NVMe M.2 SSDs are much more performance driven compared to SATA M.2 SSDs. By leveraging the PCIe bus, NVMe M.2 SSDs have theoretical transfer speeds of up to 20Gbps, which is already faster than SATA M.2 SSDs with 6Gbps. PCIe buses can support 1x, 4x, 8x and 16x lanes. PCIe 3.0 has an effective transfer speed of up to 985 MB/s per lane, which means there is a potential transfer speed of up to 16GB/s. However, there’s only x2 and x4 lanes accessible when using a M.2 form factor with the PCIe bus, which translates to a maximum transfer speed of up to 4GB/s.

Is NVMe faster than SATA? Technically, yes. Modern motherboards use SATA III which has a max throughput of 600MB/s while NVMe drives provide speeds up to 3,500MB/s. The level of performance is much greater than SATA SSDs, regardless of form factor. Only SSDs that utilise NVMe technology exceed the transfer speed caps that limit the SATA-based SSDs.

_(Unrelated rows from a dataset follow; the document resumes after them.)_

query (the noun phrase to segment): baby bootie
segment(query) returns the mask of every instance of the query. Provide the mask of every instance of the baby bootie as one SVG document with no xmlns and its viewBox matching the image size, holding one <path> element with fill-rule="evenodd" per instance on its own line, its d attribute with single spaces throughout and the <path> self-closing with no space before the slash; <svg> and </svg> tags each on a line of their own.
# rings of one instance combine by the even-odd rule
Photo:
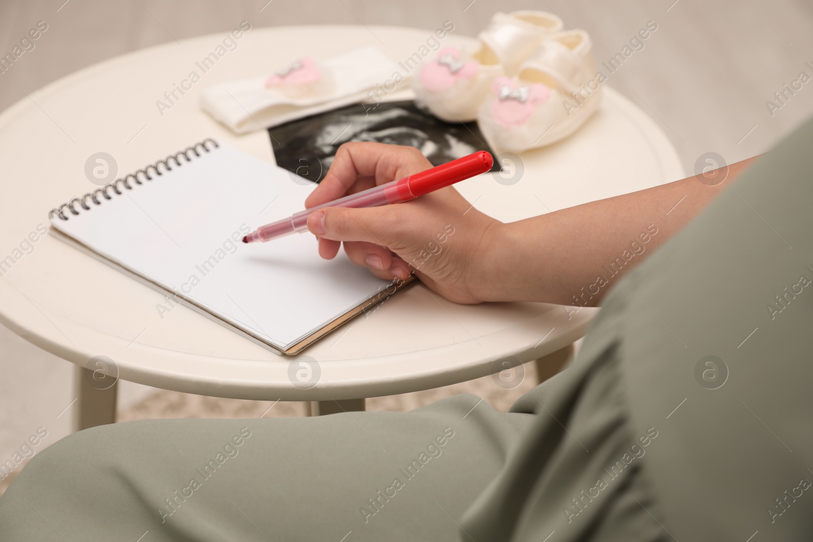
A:
<svg viewBox="0 0 813 542">
<path fill-rule="evenodd" d="M 598 108 L 603 81 L 587 33 L 559 33 L 539 46 L 515 77 L 494 80 L 491 97 L 480 107 L 480 129 L 500 150 L 555 143 Z"/>
<path fill-rule="evenodd" d="M 561 28 L 562 20 L 545 11 L 495 14 L 473 52 L 444 47 L 424 63 L 412 80 L 416 103 L 447 122 L 474 120 L 492 82 L 515 75 L 542 40 Z"/>
<path fill-rule="evenodd" d="M 333 85 L 333 74 L 309 58 L 299 59 L 278 70 L 263 84 L 269 90 L 300 98 L 327 95 Z"/>
</svg>

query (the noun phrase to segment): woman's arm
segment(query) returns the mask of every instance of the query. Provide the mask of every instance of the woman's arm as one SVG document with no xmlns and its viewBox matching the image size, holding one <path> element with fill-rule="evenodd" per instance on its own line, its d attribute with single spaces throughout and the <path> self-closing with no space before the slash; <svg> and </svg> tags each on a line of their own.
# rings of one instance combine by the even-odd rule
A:
<svg viewBox="0 0 813 542">
<path fill-rule="evenodd" d="M 728 166 L 724 182 L 696 176 L 500 224 L 488 245 L 486 301 L 594 306 L 610 286 L 680 231 L 755 158 Z M 706 175 L 711 176 L 712 172 Z M 706 177 L 707 178 L 707 177 Z M 532 248 L 533 247 L 533 248 Z M 500 280 L 511 270 L 511 280 Z"/>
<path fill-rule="evenodd" d="M 750 161 L 729 166 L 728 178 L 716 186 L 689 177 L 505 224 L 449 187 L 398 205 L 325 208 L 311 214 L 308 228 L 319 238 L 323 258 L 334 258 L 343 242 L 350 260 L 376 276 L 403 279 L 414 271 L 458 303 L 595 306 L 611 284 L 680 229 Z M 306 206 L 428 167 L 411 147 L 346 143 Z"/>
</svg>

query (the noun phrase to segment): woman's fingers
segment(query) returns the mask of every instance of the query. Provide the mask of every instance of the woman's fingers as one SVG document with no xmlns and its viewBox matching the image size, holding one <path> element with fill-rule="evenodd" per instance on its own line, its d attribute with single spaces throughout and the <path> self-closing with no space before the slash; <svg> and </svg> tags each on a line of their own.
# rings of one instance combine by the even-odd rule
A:
<svg viewBox="0 0 813 542">
<path fill-rule="evenodd" d="M 373 243 L 347 241 L 345 252 L 350 262 L 372 270 L 387 271 L 393 265 L 392 251 Z"/>
<path fill-rule="evenodd" d="M 324 259 L 332 260 L 336 258 L 336 254 L 339 254 L 339 249 L 341 248 L 341 241 L 322 237 L 317 237 L 316 239 L 319 241 L 319 255 Z"/>
<path fill-rule="evenodd" d="M 305 200 L 305 207 L 322 205 L 431 167 L 420 151 L 411 147 L 368 141 L 345 143 L 336 151 L 324 179 Z"/>
</svg>

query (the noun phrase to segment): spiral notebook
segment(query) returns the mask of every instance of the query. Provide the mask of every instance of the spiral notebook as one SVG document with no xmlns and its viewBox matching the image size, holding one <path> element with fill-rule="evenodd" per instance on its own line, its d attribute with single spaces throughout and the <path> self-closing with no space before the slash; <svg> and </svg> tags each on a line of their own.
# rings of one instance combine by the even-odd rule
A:
<svg viewBox="0 0 813 542">
<path fill-rule="evenodd" d="M 315 186 L 209 139 L 75 197 L 50 218 L 63 241 L 165 293 L 156 319 L 172 318 L 182 303 L 293 354 L 395 288 L 343 251 L 322 259 L 309 233 L 241 242 L 250 229 L 302 210 Z"/>
</svg>

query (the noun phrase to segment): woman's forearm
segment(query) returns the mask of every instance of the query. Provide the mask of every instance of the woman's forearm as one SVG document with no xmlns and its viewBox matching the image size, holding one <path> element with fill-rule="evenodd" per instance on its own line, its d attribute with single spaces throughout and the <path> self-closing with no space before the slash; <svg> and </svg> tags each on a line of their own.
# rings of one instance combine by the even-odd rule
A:
<svg viewBox="0 0 813 542">
<path fill-rule="evenodd" d="M 487 301 L 595 306 L 610 287 L 680 230 L 755 158 L 709 186 L 696 176 L 591 202 L 489 232 Z"/>
</svg>

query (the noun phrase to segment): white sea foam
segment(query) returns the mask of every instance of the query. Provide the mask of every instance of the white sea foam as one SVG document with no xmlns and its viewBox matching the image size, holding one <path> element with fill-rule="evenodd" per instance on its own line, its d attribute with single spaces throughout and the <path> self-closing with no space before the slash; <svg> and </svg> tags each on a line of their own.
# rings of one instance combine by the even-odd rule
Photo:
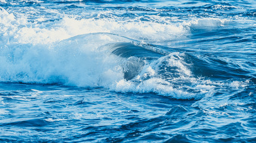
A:
<svg viewBox="0 0 256 143">
<path fill-rule="evenodd" d="M 183 60 L 186 54 L 179 52 L 146 61 L 138 75 L 127 81 L 124 71 L 127 60 L 111 54 L 106 46 L 170 41 L 189 33 L 188 26 L 214 28 L 225 21 L 204 18 L 174 24 L 168 18 L 159 20 L 161 23 L 118 18 L 65 16 L 44 23 L 45 19 L 38 18 L 32 23 L 26 15 L 16 17 L 0 7 L 0 81 L 104 87 L 121 92 L 154 92 L 177 99 L 200 99 L 216 86 L 225 86 L 194 77 L 191 65 Z M 230 85 L 243 86 L 239 84 Z"/>
</svg>

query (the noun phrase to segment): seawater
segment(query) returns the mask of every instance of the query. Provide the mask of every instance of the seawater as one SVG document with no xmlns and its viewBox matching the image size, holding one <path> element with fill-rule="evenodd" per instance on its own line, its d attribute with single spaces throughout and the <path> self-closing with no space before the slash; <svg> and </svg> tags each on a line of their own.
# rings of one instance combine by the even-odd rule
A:
<svg viewBox="0 0 256 143">
<path fill-rule="evenodd" d="M 2 142 L 255 142 L 255 1 L 0 1 Z"/>
</svg>

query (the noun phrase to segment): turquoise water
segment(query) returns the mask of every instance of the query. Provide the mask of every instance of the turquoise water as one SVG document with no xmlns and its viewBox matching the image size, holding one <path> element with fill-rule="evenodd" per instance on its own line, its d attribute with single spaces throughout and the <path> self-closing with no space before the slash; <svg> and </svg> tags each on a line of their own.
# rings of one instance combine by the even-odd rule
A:
<svg viewBox="0 0 256 143">
<path fill-rule="evenodd" d="M 3 142 L 254 142 L 254 1 L 0 1 Z"/>
</svg>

When deciding between a SATA M.2 SSD or an NVMe M.2 SSD, here are some things to consider:

  • System support - Older devices may not be compatible with NVMe as they don’t have the necessary connections to utilise the NVMe PCIe sockets.
  • Quick start-up – The easiest way to make your computer system boot faster is to install the OS (operating system) on an SSD. You’ll see the greatest speed improvements with an NVMe SSD.
  • Prioritise storage – You can use an NVMe SSD in combination with another SATA SSD. This is an affordable option without having to break the bank. You can install your OS and resource-intensive programs and applications on the NVMe SSD and use the SATA SSD to store everything else, like the smaller and less resource-hungry files, docs, etc.
  • Gaming advantages – You’ll see a drastic improvement in gaming load times when using an M.2 NVMe SSD. Games installed on NVMe drives will have vastly better performance overall because of the transfer speeds when recalling your games from storage.
  • PCIe generations – There are generations of the PCIe bus that have different levels of performance. The bandwidth doubles with each generation and there are SSDs utilising different generations of PCIe. The latest available is PCIe 4.0, with PCIe 5.0 still on the development horizon.
  • Shared connections – Some motherboards don’t have enough PCIe connections to support multiple NVMe drives. You might have to decide on using the available connection between a graphics card or an NVMe SSD. Other times, there may be PCIe lanes available but only a certain type of connection will be able to use NVMe devices at their full speed, such as an M.2 connection.

Helpful tip: Remember, M.2 is only a form factor and does not make your SSDs any faster. The level of performance of your SSDs depends on whether the communication driver is SATA-based or NVMe-based. Check your motherboard’s requirements to see what SSDs are compatible with your computer.